Let us introduce you to a Dr Karl before he wore iconic shirts. Ross Coffey/University of Sydney.
You might not know it, but before he was Australia’s most beloved scientist, Karl Kruszelnicki was a refugee kid growing up in Wollongong.
Dr Karl, as he’s affectionately known around the country, has lived many lives, from taxi driver to music videographer to children’s hospital doctor.
But his story began in refugee camps, first in Sweden, then Australia, before his parents made their home in Wollongong when he was about four years old.
“The worldwide trend is refugees take crappy, poorly-paid jobs, have a very low crime rate and want their kids to do better than them,” he said.
“So I never doubted that I would go through school and go to university.
“Interestingly, by my children’s generation, refugees’ descendants have the same crime rate at the rest of society.
“If you want to bring down the crime rate, bring in refugees and their children.”
A conversation with Dr Karl is peppered with fun facts like this.
He has an endlessly applicable store of sourced information that he shares without thinking twice.
One-on-one he is very much the same person you hear on the radio or see on TV – warm, curious, enthusiastic and energetic.
He said growing up in Wollongong as a child of refugees wasn’t easy.
Luckily, his family had the support of good friends, one of whom encouraged a young Karl to consider a career in medicine.
“My parents had a doctor friend who would visit us every Easter,” Dr Karl said.
“One year he asked, ‘Why don’t you become a doctor?’ and I said, ‘Oh, no, I don’t like blood’.
“That was how shallow my understanding was; I knew nothing of the health system, and I wanted to take things easy to some degree.”
For a young Karl, taking things easy meant pursuing the subjects he was best at in school – science and mathematics – at the University of Wollongong.
Despite doing poorly in his undergraduate studies, Dr Karl said he got another kind of essential education at UOW.
“UOW was liberating – I had grown up in a boys school and then there were all these creatures I knew I lusted after but didn’t know how to talk to them,” he said.
“I was trying to get some social training so I hung around in coffee lounges having exotic things like coffee from an espresso machine and cheese on toast.
“I was also getting a world view. I protested against nuclear weapons at 16.
“On three occasions the human race avoided total obliteration because military officers decided to disobey protocol and not set off the chain that would lead to the big red button.
“I also protested in favour of Indigenous people being counted in the census which seemed a terribly basic thing.
“I combined all that with doing very badly in my studies.
“I did well in school because the brothers (at the Christian Brothers School) would hit you if you didn’t; when I arrived at uni no-one was there to push me and my marks plummeted.”
Dr Karl graduated with a degree in physics, and when he was 19 went to work at the Port Kembla steelworks.
It gave him an education of another sort.
“I spoke to a woman who told me she got paid 80 per cent of what I got paid, and I did nothing about it,” he said.
“In retrospect I’m ashamed of that. It was a very black and white patriarchal world then.”
When he was asked to falsify documentation, however, Dr Karl decided he had had enough.
He left the steelworks to work on a research project in Papua New Guinea before he returned to Sydney and took on the most varied time of his career.
“I tried being a drug-crazed hippie, a taxi driver, T-shirt maker and mechanic before I got back into academia,” he said.
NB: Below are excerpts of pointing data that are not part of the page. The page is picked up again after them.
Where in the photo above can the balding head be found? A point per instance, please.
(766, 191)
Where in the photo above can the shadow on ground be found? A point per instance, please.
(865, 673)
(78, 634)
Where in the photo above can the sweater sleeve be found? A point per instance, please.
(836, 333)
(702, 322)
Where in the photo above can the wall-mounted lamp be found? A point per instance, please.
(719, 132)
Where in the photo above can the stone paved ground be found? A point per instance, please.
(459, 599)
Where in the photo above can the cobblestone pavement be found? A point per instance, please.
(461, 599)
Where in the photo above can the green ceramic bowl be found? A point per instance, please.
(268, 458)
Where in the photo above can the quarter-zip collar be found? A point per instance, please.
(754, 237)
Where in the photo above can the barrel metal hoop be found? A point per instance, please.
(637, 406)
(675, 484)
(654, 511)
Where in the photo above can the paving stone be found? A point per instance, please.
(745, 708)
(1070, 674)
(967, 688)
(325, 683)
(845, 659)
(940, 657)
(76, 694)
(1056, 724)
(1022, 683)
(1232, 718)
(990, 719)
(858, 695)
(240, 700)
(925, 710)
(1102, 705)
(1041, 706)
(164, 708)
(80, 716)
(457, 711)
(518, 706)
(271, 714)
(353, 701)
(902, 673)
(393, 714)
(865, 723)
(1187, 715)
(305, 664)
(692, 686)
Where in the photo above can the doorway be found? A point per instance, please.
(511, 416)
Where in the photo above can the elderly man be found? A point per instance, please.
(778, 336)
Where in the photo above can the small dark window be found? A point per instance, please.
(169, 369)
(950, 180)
“This time I studied really well, and during my time as a mechanic I realised I liked making stuff, so I got a job in a hospital as a science officer where I was blown away by the magnificence of the human heart.
“Before that I thought inside the human body was filled with lumpy red salsa.”
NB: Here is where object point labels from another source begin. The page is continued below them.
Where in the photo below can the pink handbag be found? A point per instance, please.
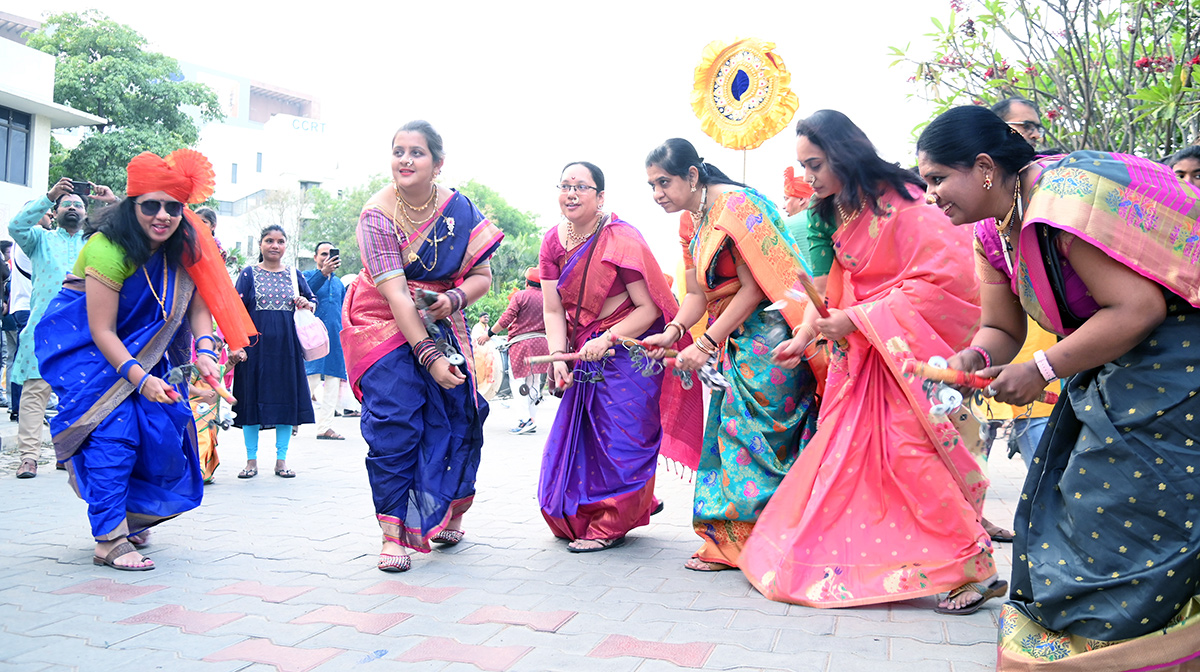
(312, 333)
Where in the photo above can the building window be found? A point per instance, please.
(15, 129)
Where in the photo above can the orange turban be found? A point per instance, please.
(187, 177)
(793, 186)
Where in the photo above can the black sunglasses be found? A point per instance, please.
(150, 208)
Dr Karl then studied to become a biomedical engineer, and was employed by Fred Hollows to build a machine that picks up electromagnetic signals off the human retina to diagnose eye disease.
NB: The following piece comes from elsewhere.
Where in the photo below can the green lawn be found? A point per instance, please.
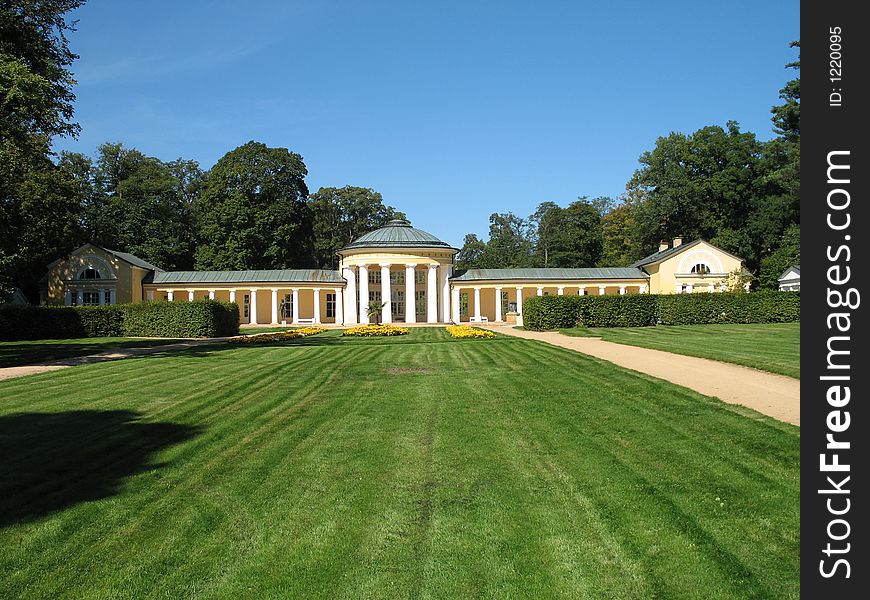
(13, 354)
(773, 347)
(411, 467)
It took two years, but he made it, then returned to uni to study medicine, dropped out, re-enrolled and worked as a doctor in a children’s hospital.
He didn’t know it, but this would be the experience that inspired his career in the public eye.
A young child on his ward died of whooping cough because their parents did not get them vaccinated, a decision Dr Karl attributes to a TV program that equated expert opinions on vaccines with the opinions of lay people.
He couldn’t bear to watch another child die of a preventable illness, and felt he could do more to help by combatting misinformation.
Forty years later, he’s still one of the most popular homegrown talents on our TV screens and our radio waves, and one of Wollongong’s greatest success stories.